Host Frank Stasio talks with Simon about the book and how Hamlet became a town that showed minimal regard for certain low-wage workers. Simon reads at The Regulator Bookshop in Durham today at 7 p.m.
Simon on the plant owner Emmett Roe and what brought him to Hamlet:
Emmett Roe ran a factory in Moosic, Pennsylvania. He made chicken products like chicken nuggets and chicken tenders. In the ‘70s and ‘80s his plant became more rickety and drew the attention of OSHA in Pennsylvania, and also a union was established in that plant. And Roe, looking to cut costs, looked to relocate the way many businesses have over a century of time. He also wanted to be close to his supply. He read an ad about a shuttered ice cream plant in Hamlet, North Carolina. I’m sure he did his research and found that unemployment rates were high. There was a particular large stock of single women looking for work, and that is just what he was looking for.
Simon on the conditions for workers at the Imperial Food Products plant:
The conditions were, as you can imagine, pretty onerous. In the cold side of the plant, it was so cold in the middle of July you had to wear gloves and two pairs of socks, and in the hot side of the plant, it didn’t matter if it was middle of winter, you were steaming all the time. As the fire was about to happen, the company was in a perilous state, and it jacked up the production lines so they were going faster and faster. Workers had three breaks a day.

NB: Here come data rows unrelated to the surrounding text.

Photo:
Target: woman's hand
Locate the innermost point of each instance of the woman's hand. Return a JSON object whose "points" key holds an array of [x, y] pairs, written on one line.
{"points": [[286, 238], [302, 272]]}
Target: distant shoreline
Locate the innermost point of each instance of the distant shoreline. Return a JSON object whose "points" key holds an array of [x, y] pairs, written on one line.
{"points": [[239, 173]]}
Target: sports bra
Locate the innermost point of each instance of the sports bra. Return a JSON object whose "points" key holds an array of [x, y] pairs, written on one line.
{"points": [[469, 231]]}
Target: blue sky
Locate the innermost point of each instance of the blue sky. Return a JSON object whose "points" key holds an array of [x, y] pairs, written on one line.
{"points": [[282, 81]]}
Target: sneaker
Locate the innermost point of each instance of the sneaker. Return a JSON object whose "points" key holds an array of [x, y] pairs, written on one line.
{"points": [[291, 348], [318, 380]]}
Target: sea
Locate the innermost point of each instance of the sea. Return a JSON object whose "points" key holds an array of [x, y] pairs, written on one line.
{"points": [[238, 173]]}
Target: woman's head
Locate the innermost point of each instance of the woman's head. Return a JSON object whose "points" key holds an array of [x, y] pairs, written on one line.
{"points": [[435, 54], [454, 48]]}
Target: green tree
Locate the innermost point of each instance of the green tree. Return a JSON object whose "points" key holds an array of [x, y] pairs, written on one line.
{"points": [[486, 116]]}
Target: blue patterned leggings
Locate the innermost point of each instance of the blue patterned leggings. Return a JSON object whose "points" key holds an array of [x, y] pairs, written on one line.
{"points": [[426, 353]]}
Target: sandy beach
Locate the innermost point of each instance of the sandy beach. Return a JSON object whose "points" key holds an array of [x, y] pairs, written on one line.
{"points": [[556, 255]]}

If they needed to go to the bathroom they needed to ask a supervisor who would often use that occasion to humiliate them and demean them. But one saving grace of the place was the equipment was so rickety and outdated that it broke on almost a daily basis giving the workers a break ... Ultimately it would be tragic, but before the fire they came to rely on the faulty quality of the equipment.
Simon on why many exit doors were padlocked on the outside the day of the fire:
The locking of the doors at the plant was about an agreement that Emmett Roe had with the USDA [Department of Agriculture]. Flies were coming into the plant … They were coming into the plant, and they couldn’t stop them, and the only solution they could come up with was locking the doors. It was, in a sense, regulation itself – regulation of the meat – that allowed for one of the real tragedies which was the locking of those back doors.
Simon on the aftermath of the fire in Hamlet:
The plant remains up for 10 years. It was really on the African-American side in Hamlet, and Hamlet was still a place that was divided spatially by race which meant that African-Americans, many of whom knew people who had died in the fire, had to pass that plant every day to go to church, to go to work, to go school. And it acted as a form of trauma to them, and trauma is one of the things that is really important about the post-fire world, despite the settlements some people get, and in some cases they are relatively fair. People suffer for years. They still suffer from the trauma of that day. And I think the town suffers from a certain trauma that fractures it in the wake of the fire. After a kind of moment where they come together there is a real fracturing in the town.